We still don’t have the substitute bill, so today’s hearing was on the current version.
Testimony against the bill came primarily from the prosecutors’ and the sheriffs/police chiefs associations–they even dragged out the specter of releasing Gary Ridgeway. But prosecutors did suggest that they might consider this review system if agg murder and murder required 20 or 25 years to be eligible for a hearing. That’s a reasonable point of negotiation. Most of the victim testimony came from a single family and was as much about the incompetence of the ISRB and the hassle of being asked repeatedly for input as it was about the punishment for the person who did it.
Testimony in favor of the bill. We had a strong and detailed presentation by Jeannie Darneille on why we needed the legislation and how it came about, as well as strong testimony from a number of panels, including former prisoners, family members, Katherine Beckett (UW researcher), DRW (about elderly prisoners). We also had crime survivors testifying in favor of the bill. The most memorable and emotional testimony of the day, to me, came from a victim who’d nearly been killed and is now about to become a father. He demanded that the government not use the fact that he had been hurt as an excuse for hurting someone else.

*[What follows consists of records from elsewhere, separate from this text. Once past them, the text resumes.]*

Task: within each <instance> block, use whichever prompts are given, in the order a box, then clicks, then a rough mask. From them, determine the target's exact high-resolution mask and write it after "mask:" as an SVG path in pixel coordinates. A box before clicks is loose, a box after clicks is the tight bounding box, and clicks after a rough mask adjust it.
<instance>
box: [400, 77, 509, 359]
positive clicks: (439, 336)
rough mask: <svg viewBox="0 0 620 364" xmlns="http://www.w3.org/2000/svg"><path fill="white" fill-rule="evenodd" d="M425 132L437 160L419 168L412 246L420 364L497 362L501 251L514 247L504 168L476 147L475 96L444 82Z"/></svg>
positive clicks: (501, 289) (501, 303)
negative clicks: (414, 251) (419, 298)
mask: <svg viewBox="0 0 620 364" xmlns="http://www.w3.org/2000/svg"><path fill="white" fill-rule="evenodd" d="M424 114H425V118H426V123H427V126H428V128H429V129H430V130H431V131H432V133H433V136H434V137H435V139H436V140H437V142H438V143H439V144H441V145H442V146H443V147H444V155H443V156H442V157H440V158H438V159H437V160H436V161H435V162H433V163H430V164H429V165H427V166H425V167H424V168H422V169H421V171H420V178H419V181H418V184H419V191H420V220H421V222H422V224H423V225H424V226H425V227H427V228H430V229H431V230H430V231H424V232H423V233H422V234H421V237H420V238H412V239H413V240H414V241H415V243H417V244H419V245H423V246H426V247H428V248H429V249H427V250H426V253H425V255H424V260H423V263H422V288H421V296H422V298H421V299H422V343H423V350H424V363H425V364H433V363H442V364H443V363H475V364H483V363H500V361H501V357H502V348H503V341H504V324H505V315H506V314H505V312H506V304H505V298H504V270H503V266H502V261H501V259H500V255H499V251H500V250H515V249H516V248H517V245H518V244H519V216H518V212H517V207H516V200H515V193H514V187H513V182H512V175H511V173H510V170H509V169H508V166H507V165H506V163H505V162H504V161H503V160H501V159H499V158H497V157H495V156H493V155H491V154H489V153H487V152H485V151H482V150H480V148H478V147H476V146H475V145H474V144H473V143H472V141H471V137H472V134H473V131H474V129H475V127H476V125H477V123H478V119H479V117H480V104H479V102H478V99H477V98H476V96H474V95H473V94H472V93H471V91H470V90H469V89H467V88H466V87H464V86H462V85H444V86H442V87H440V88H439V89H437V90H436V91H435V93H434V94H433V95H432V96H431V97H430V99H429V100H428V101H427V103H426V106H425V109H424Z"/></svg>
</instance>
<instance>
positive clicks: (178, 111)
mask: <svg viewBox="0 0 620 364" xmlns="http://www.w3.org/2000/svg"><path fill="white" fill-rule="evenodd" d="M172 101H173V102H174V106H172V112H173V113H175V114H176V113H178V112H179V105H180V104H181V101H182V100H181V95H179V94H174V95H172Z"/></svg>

What’s next? Well, we’ll have to let you know. Normally, if we weren’t waiting on the substitute, the bill would be scheduled for executive action in the next day or two (that is, a vote by the committee to move it forward). But perhaps they’ll do something exceptional in this case. One way or the other, the bill must move forward before Feb 22, the deadline for getting it out of the committee, to have a chance of passing this session.